The other advantage to the chosen method is that indexing happens in a separate thread so the web request can return more quickly by not waiting for the results.
The main disadvantage with PyLucene and CherryPy, however, is that autoreload does not work with it. You must disable it by adding autoreload.on = False to your dev.cfg.
TurboLucene uses the following configuration options:
- turbolucene.search_fields:
- The list of fields that should be searched by default when a specific field is not specified. (e.g. ['id', 'title', 'text', 'categories']) (Default: ['id'])

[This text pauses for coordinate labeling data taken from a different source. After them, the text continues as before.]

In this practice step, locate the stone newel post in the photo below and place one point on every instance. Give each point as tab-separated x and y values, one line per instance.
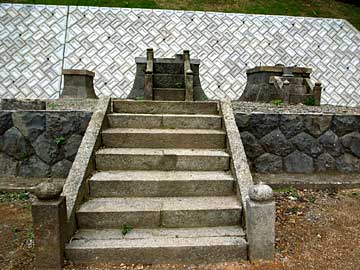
260	222
78	83
49	219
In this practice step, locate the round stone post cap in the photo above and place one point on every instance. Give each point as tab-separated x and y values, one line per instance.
261	193
47	191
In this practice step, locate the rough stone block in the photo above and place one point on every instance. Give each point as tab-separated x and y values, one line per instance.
276	143
260	224
49	218
298	162
268	163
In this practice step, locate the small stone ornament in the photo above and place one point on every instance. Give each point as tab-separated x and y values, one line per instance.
47	191
261	193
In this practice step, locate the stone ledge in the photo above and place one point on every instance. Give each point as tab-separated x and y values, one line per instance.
318	181
277	69
80	72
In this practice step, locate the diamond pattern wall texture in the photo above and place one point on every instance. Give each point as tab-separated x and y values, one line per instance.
107	40
31	50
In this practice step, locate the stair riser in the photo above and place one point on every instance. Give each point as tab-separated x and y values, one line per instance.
169	81
161	188
163	218
161	140
106	162
153	255
164	121
164	94
150	107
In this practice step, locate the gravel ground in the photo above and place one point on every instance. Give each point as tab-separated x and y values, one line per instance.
249	107
314	230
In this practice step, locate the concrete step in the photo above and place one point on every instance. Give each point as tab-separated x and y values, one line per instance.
164	138
169	94
168	107
161	183
168	80
152	212
128	120
151	246
162	159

- turbolucene.default_language:
- The default language to use if a language is not given calling add/update/search/etc. (Default: 'en')
- turbolucene.languages:
- The list of languages to support. This is a list of ISO language codes that you want to support in your application. The languages must be supported by PyLucene and must be configured in the languages configuration file. Currently the choice of languages that are possible out-of-the-box are : Czech (cs), Danish (da), German (de), Greek (el), English (en), Spanish (es), Finnish (fi), French (fr), Italian (it), Japanese (ja), Korean (ko), Dutch (nl), Norwegian (no), Portuguese (pt), Brazilian (pt-br), Russian (ru), Swedish (sv), and Chinese (zh). (Default: [<default_language>])
- turbolucene.default_operator:
- The default search operator to use between search terms when non is specified. (Default: 'AND') This must be a valid operator object from the PyLucene.MultiFieldQueryParser.Operator namespace.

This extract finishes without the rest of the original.